For more information about VA data resources, the best first stops are the home pages the VIReC program ( and VINCI program ( Only limited information is provided on public-access versions of these sites. Much more detailed information is available on the VA intranet sites, which use the same URL (web address) but with “vaww” instead of “www” at the beginning of the URL (see links at top of page). For those with access to the VA intranet, the VA Data Portal ( is another useful resource.

Practical issues with acquiring and using VA data:

VA data can only be used by VA-affiliated investigators. Also, VA data need to be stored on VA servers. Depending on the situation, this can be either a centralized server maintained by the VINCI program or a secure server maintained with appropriate safeguards at one’s local medical center. Some datasets are updated on a daily basis, others much less often.

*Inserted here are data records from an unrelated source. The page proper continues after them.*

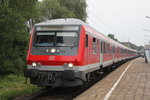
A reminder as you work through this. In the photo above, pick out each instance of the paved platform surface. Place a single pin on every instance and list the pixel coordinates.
(134, 83)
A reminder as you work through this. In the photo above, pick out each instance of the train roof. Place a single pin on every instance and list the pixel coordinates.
(64, 21)
(72, 21)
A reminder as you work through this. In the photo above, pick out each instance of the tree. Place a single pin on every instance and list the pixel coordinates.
(13, 34)
(78, 7)
(53, 9)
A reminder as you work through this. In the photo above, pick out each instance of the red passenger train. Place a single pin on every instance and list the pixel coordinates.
(68, 52)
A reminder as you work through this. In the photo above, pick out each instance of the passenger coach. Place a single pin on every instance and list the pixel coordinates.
(68, 52)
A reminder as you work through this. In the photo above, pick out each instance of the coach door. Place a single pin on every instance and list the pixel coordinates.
(101, 52)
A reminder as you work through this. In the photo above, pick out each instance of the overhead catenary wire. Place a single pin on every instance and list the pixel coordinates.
(101, 19)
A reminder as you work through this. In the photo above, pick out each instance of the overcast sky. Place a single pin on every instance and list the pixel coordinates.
(123, 18)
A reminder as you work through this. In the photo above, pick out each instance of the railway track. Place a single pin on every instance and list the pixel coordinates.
(64, 93)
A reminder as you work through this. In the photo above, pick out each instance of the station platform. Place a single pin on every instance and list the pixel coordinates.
(131, 81)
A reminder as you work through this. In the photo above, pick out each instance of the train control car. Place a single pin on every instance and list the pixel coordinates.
(68, 52)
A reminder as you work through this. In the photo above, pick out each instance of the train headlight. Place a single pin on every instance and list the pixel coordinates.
(53, 50)
(34, 64)
(70, 65)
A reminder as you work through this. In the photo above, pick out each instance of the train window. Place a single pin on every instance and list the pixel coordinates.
(94, 46)
(45, 39)
(66, 38)
(86, 41)
(56, 39)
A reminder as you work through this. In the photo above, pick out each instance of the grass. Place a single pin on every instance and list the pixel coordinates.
(12, 86)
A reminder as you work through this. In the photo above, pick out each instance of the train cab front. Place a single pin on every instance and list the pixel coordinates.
(53, 56)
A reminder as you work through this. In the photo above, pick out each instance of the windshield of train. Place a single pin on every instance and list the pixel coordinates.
(56, 39)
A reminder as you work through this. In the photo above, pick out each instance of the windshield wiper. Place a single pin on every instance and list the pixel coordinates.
(74, 43)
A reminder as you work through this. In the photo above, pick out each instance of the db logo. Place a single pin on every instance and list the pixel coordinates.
(51, 57)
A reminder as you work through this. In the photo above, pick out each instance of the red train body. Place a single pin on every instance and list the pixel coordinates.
(65, 52)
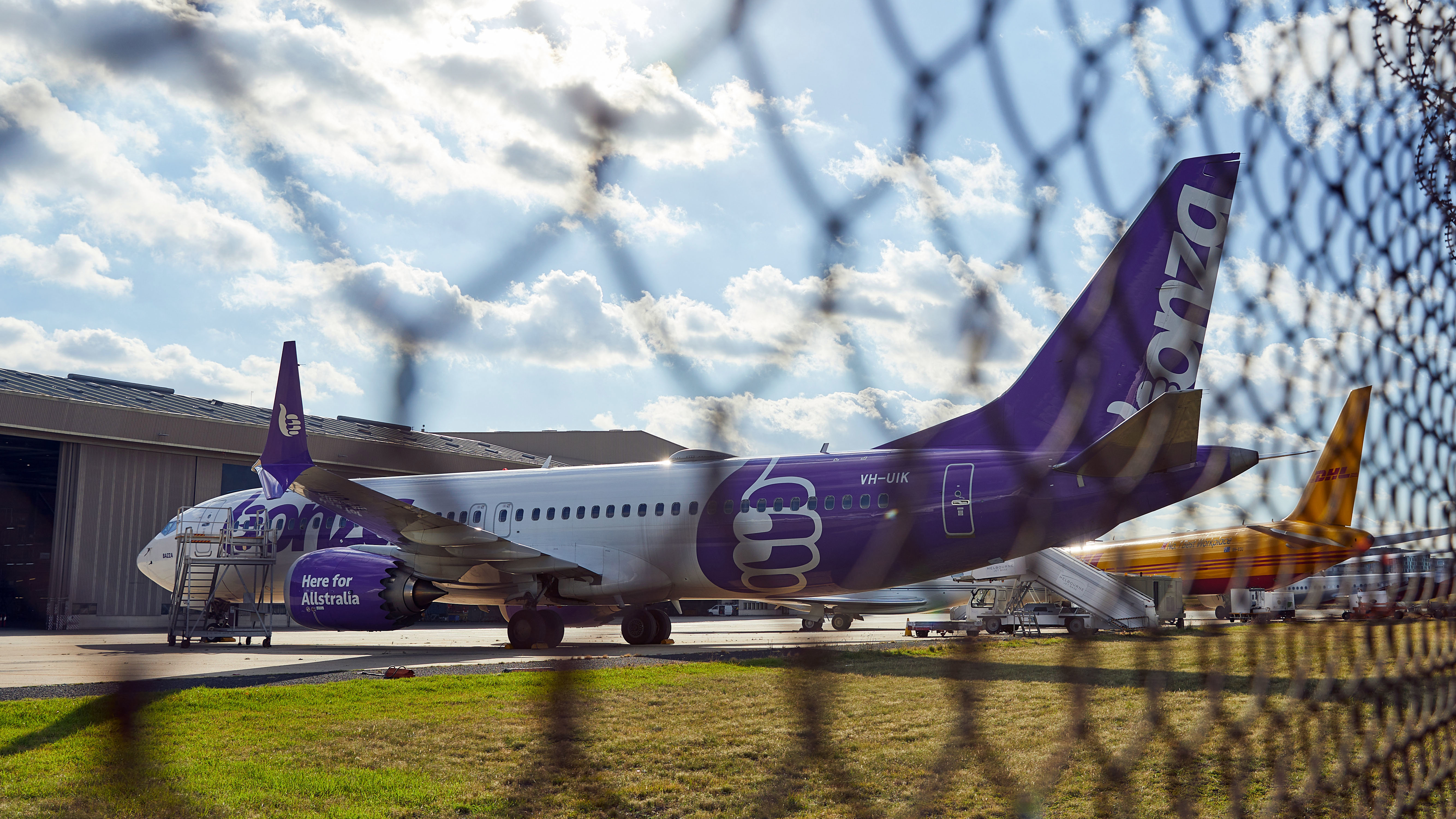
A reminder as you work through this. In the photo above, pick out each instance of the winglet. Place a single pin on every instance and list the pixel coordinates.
(286, 454)
(1330, 495)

Otherwise, practical issues in acquiring and using VA are similar in many ways to Medicare data. VA data are a highly valuable resource with national scope, but obtaining access can be time-consuming and complex. Also, working with the many, many data files that often are needed for a project requires a substantial investment of time, energy, and hard-earned expertise. As a result, these data can be wonderful as a long-term investment, but are not amenable to a quick research study (unless the data files have already been obtained, assembled, and merged for a related project).

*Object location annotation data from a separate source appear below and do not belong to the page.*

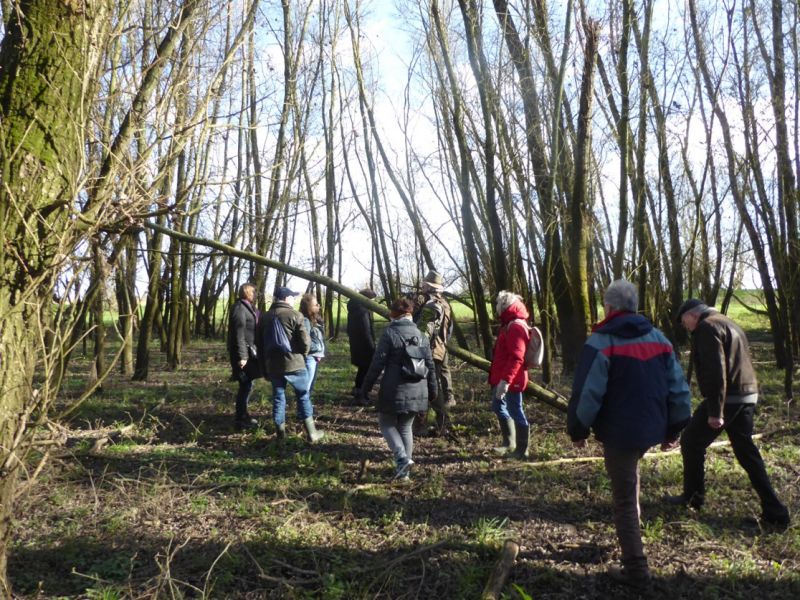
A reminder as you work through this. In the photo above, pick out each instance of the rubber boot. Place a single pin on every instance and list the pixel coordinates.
(420, 427)
(522, 431)
(509, 435)
(311, 430)
(280, 433)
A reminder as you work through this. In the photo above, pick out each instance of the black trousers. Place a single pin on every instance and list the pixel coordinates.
(739, 426)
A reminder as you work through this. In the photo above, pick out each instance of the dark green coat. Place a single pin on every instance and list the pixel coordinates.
(292, 321)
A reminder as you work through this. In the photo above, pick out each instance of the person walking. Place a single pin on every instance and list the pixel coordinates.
(630, 389)
(245, 366)
(361, 334)
(287, 366)
(508, 376)
(402, 394)
(728, 385)
(312, 321)
(434, 317)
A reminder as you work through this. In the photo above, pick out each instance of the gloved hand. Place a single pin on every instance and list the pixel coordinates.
(500, 390)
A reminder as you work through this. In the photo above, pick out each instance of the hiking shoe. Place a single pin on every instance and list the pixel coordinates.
(638, 580)
(246, 423)
(403, 470)
(694, 501)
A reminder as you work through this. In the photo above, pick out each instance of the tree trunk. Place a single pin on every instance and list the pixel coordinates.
(47, 51)
(581, 225)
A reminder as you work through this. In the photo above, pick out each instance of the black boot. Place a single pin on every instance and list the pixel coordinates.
(311, 430)
(523, 431)
(509, 433)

Each of VA’s data stewards has a separate process for requesting and accessing data. VA data are free but the process of obtaining permission can be complex. The process of obtaining data can take weeks to several months depending on the type of data requested and the level of permissions and involvement required from data stewards.

Areas of Particular Interest for Research on Function and Disability in Vulnerable Populations

VA data are very well-suited to studies of multimorbidity, given the richness of clinical data available. Since the records are generated from routine clinical care, there are few ready-to-use measures that directly assess physical function or disability. However, there are a number of ways of measuring these conditions indirectly. For example, investigators are developing algorithms for performing natural language processing-based searches of templated nursing notes to assess functional status in older inpatients. Similar work could be done searching templated sections of physical therapy notes. Other investigators are evaluating the accuracy of data on functional status that are routinely being collected by nurses at clinic triage in some VA medical centers. These data are recorded in a little-known database known as “health factors.” To evaluate cognitive impairment, investigators have access to dementia diagnoses and information on utilization of cognitively-related services (e.g. encounter at a dementia clinic). Investigators can also conduct free-text searches to locate results of mental status tests done in clinical settings (for example, by looking for a number following the term “MMSE”, an abbreviation of “mini mental status exam”).

Data from VA nursing homes, known as community living centers (CLCs), can also be highly valuable for studies of disability and function in vulnerable older adults. This includes information contained in Minimum Data Set (MDS) data collected by VA, and well as the many other VA data sets to which VA nursing home residents contribute data.